As they strolled past the Beau Rivage retail shops, the Bermuda entourage called their trips to Biloxi and New Orleans casinos fact finding missions. The mayor of Hamilton Bermuda says gambling could be what gives new life to his city's aging waterfront.

"We've got one of the most beautiful waterfronts but at the moment we park cars underneath the passenger terminal so we're looking at demolishing those buildings and putting up a first class terminal building for our cruise ships," says Mayor Lawson Mapp.

Cruise ships bring people who like to gamble but the mayor says there's not very much of that in Bermuda, only unregulated slot machines in some of the businesses.
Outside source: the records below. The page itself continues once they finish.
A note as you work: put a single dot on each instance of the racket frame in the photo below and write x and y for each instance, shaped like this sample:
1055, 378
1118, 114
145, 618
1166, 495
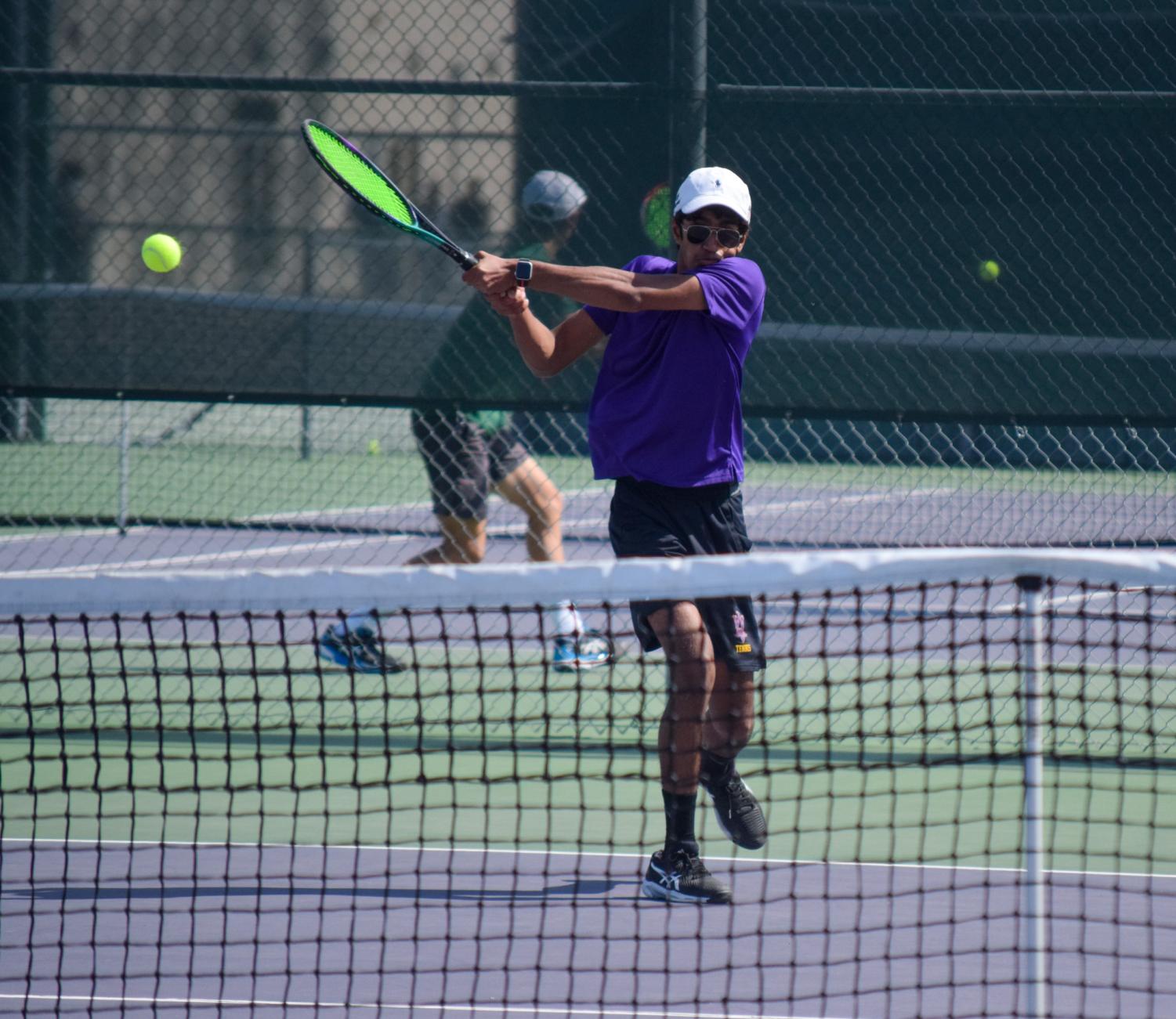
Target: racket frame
422, 226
The government is considering legalizing gambling this summer and that could mean a world of difference to the island economy.

Alderwoman Sonia Grant says, "Certainly it can enhance the overall tourism product that we have and if the government was to decide that gaming was to become legal on the first of July, 2004, certainly we see that as part of the revitalization of our tourism."

Biloxi attorney Michael Cavanaugh and Ed Markle, a New Orleans attorney, are the liaisons between the Bermuda visitors and the casinos.

"There's a lot of issues to be concerned with and they can have some good ideas so when they go back to Bermuda they can get input from all the different agencies," Cavanaugh says.

"We were looking for the same thing in Louisiana, finding ways and means to make money for the people, to increase the jobs, increase educational money and to find a way to solve our economic problems and I think that's what they're looking for," says Markle.

Their trip is short, but Mayor Mapp says, if given the chance, he looks forward to modeling casinos in his island paradise after those on the Mississippi Coast.